Basically the situation is this: In London there are a number of long-term Conservative one-party states, notably the Royal Borough of Kensington and Chelsea and the City of Westminster, to which we can probably add Wandsworth and, increasingly, the laughable 'flagship' Propaganda Borough of Hammersmith and Fulham. They have, unsurprisingly, a certain amount of social housing, inherited from the time when London actually did social housing, some of which is grotty 60s/70s concrete but quite a lot of which is decent, solid stuff like the Queen Caroline Estate. Likewise not entirely surprisingly this social housing sits on some very handsome and valuable real estate, in places like Notting Hill, Fulham as well as the Hammersmith riverside, and could thus, if suitably monetized, be expected to make a substantial contribution to the fiction that running a low council tax in a mainly wealthy area with high business rate income and relatively little demand for services indicates the moral ascendency of Conservative one-party states. It's a win/win/win - lose the poor, gain the land, pocket the income, or at least what is left over after paying as little as you can get away with for B&Bs in Hastings or Slough. It's interesting to go back to as long ago as 2009 where this sort of thing was coming out:
Under the plans, new homes will be built to attract residents with higher incomes and areas that have traditionally voted Labour will be broken up as more than 3,500 flats and houses are demolished. Council leader Stephen Greenhalgh, who also heads Mr Cameron's Conservative Councils Innovation Unit, believes council housing is "warehousing poverty" and entrenches welfare dependency.
Mr Greenhalgh denied he plans to ship low income residents out to other areas of London, but tenants and leaseholders fear they will be left with nowhere to go once their homes are demolished and fewer replacements built.
Another non-surprise, therefore, comes with the cosy relationship enjoyed by local government and the property industry, despite Boris Johnson's numerous protestations about changing the planning laws to favour family homes over high rises and small local shops over superstores. When the bullshit stops walking and the money talks, the conversation invariably seems to involve Conservative local government types and property developers drawing up huge schemes that involve the transfer of public land in one direction and cash in the other. Having the former leader of Westminster as Boris's Chief of Staff to whom planning decisions tend to get devolved is, in this context, something of a masterstroke for the property interest, as a blind eye and a plausibly spun cover story can be virtually assured. Indeed, the Earl's Court exhibition centre freehold is even *owned by Transport for London*, which is virtually certain to come in handy at some point.
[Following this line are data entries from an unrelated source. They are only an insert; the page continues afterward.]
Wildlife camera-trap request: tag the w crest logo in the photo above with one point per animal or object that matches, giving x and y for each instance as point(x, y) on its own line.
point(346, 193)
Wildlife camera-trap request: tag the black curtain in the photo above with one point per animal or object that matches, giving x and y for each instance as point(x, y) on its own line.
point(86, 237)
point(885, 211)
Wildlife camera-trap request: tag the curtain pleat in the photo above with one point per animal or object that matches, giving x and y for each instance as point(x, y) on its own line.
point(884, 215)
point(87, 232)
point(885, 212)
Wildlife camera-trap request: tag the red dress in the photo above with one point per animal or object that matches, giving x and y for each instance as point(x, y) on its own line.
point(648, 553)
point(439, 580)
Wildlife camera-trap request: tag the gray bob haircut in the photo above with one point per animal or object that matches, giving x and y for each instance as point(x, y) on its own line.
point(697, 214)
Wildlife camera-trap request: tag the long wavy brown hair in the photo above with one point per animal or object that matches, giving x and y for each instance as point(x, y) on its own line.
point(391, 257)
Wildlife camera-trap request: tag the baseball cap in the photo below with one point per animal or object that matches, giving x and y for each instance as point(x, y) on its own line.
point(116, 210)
Under Labour there was a final central line of defence in the form of John Denham, who developed quite a reputation for doing Boris's job for him and canning inappropriate developments. Under the Coalition we have Eric Pickles, who can be expected not to raise a finger - in fact I strongly suspect that this power might well be given up in the forthcoming Localism Bill under the guise of 'freeing the councils', who will then gratefully flog everything off. It's already happening - in Hammersrnith there's a sizeable opposition to the redevelopment of council land around the Town Hall (including the registry office where we registered my son's birth), which for no apparent reason now appears to involve 14 storey blocks. Other talk has been of turning the area into a sea of exhibition centres and hotels, presumably once the remaining proletariat have been convinced to make themselves scarce.
It's against this backdrop, therefore, that the clouds of spin around the 'supercouncil' formed by combining the services of H&F, K&C and Westminster should be seen. Numerous lucrative development sites dot the area, not least the aforementioned Earls Court exhibition centre, along with the estates north of Shepherd's Bush which are already being masterplanned in such a way as to remove a large amount of social housing and privatise the rest. The joy of having the services combined is that it essentially extends the one party state into areas of Hammersmith that might conceivably vote Labour - even if the borough does swing back (which demographically is unlikely - the ruling Tories lost two seats in May but are still well in charge) there's unlikely to be much a new administration can do when outvoted two to one by solid Tory councils. A large area of London that basically thinks and works the same way with regard to existing social housing and has effective control of the Mayor's blue pencil is obviously useful for developers.
Indeed, it's this latter point that shows up the superficially attractive prospect of sharing services as a substantial democratic attack - if a council is not actually in charge of what it charges council tax for, the legitimacy of charging council tax is reduced, as is its freedom to make its own decisions. It's here that Nick Clegg's principled rhetoric about freeing councils up rather loses the battle of ideas with reality - what's actually happening is that a small set of metropolitan councillors with an effectively permanent powerbase and their property industry mates are rigging things up at Whitehall to make themselves a bundle of cash while simultaneously making their powerbase even more secure and no amount of pious Lib Dem waffle about tax increment funding is likely to persuade them that the planning system exists for the benefit of the people as well as the property men.